Целая епархия двадцать лет была в руках разбойников, которые награбили огромные сокровища… И в то время, когда подошел мой срок рожать, я встретилась с ней в монастыре Святой Маргариты, куда та забрела под видом простой монашки. Убежденная, что умираю, я рассказала ей все! Господи, как я была наивна тогда! Вначале она побаивалась меня, все-таки маркграф благоволил ко мне… В то время я, разлученная с вами, мессир Ульрих, считала, что мне надо соединиться браком с маркграфом. Это было подло, ведь у него была жена, но мне казалось, что так я подниму Шато-д’Ор, избавлю от позора Визенфуртского вассалитета. Наивно? Но мне не было и двадцати пяти!
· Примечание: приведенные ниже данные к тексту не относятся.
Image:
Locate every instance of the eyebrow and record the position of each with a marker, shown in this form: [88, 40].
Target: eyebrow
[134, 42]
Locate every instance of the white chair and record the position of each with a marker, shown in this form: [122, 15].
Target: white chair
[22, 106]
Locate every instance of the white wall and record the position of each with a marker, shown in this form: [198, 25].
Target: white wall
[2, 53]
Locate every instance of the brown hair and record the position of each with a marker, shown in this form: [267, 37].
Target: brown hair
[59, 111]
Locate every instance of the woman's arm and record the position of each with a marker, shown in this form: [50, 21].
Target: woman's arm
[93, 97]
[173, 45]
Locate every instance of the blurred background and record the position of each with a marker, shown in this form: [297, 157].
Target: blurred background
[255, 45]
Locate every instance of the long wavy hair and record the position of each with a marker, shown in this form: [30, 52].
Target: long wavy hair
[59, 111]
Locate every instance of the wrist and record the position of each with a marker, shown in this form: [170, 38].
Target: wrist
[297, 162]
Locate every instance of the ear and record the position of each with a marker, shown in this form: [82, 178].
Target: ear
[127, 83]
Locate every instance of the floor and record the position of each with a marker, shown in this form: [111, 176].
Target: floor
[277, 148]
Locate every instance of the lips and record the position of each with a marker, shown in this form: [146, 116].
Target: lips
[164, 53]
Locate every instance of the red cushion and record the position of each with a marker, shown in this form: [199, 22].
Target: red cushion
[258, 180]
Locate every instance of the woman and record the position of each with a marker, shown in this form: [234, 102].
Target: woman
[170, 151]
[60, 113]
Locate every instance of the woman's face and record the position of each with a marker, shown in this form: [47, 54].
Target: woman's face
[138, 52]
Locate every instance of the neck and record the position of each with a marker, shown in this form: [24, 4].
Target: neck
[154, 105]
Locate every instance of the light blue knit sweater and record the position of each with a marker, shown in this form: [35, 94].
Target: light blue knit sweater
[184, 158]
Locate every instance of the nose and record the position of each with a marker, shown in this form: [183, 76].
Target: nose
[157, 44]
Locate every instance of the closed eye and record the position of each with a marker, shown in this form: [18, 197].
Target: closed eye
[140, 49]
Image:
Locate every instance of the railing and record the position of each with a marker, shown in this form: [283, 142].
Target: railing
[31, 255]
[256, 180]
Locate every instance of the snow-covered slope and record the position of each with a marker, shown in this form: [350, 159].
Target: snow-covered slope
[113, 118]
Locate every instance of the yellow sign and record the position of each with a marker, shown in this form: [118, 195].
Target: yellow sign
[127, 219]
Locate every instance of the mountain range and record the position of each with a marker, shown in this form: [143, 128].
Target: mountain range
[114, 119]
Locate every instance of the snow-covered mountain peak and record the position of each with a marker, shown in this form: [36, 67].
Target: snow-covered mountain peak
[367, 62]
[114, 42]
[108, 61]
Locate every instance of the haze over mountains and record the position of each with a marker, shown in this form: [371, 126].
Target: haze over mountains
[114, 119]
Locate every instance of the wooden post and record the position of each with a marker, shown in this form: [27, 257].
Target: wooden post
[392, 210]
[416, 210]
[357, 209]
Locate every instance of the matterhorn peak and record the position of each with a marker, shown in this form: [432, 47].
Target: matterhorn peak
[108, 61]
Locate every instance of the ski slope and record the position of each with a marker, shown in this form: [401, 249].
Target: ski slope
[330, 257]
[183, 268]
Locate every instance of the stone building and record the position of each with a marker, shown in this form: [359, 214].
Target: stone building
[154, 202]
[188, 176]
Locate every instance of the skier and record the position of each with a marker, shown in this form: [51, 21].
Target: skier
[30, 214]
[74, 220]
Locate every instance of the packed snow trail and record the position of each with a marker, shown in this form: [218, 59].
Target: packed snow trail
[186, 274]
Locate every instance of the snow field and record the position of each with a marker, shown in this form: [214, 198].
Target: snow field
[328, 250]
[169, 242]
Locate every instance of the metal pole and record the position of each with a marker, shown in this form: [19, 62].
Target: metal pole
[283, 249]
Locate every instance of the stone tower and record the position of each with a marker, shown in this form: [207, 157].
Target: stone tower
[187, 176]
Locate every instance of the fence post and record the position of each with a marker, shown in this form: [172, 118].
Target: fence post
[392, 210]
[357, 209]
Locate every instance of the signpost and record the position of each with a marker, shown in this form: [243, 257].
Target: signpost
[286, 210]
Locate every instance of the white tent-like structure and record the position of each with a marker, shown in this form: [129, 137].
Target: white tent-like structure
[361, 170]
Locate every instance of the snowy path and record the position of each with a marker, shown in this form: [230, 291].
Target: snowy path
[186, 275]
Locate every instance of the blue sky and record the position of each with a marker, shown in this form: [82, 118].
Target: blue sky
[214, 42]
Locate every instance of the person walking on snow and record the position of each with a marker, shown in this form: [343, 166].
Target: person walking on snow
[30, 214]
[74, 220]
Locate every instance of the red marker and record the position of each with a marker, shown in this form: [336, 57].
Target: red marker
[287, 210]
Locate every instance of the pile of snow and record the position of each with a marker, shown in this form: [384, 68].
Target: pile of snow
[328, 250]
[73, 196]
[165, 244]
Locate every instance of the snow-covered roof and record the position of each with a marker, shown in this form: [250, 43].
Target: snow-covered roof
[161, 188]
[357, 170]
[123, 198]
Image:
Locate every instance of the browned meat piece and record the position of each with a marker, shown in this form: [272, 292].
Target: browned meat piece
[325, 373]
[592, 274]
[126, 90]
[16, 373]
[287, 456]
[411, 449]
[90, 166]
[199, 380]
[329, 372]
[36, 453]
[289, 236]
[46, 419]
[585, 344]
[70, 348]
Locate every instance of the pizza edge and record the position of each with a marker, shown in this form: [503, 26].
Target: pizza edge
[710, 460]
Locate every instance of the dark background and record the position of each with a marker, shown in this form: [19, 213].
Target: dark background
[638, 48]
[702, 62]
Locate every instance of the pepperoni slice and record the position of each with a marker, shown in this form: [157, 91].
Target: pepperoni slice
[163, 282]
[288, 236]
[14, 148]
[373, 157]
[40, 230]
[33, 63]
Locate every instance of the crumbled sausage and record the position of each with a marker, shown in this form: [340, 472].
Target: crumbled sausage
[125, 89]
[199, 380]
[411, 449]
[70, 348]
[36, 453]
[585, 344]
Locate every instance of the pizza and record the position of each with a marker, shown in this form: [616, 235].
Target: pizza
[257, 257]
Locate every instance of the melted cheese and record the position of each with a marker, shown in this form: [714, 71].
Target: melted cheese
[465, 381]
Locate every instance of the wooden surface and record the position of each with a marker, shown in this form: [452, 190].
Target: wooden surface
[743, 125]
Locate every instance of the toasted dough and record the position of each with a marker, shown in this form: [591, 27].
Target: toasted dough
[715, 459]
Потом я ему надоела, нашлись более ловкие, ни на что, кроме двух-трех месяцев фавора, не претендовавшие. И он меня оставил. Тогда я все чаще стала думать о том, как отомстить ему! На вас я уж не надеялась, вы уж простите, мессир Ульрих! Я мечтала, чтобы Альберт… то есть Альберта, который был очень красив, посватал дочь маркграфа. А затем, когда откроется правда, — наступит мщение! Глупо! Но я мечтала об этом. А потом я получила весточку от вас. Тут я впервые подумала, что вы можете вернуться. И обрадовалась! Обрадовалась, хотя это означало конец моего правления в Шато-д’Оре. Но больше тогда меня волновала, честно сказать, моя плоть. Сколько же я тогда нагрешила!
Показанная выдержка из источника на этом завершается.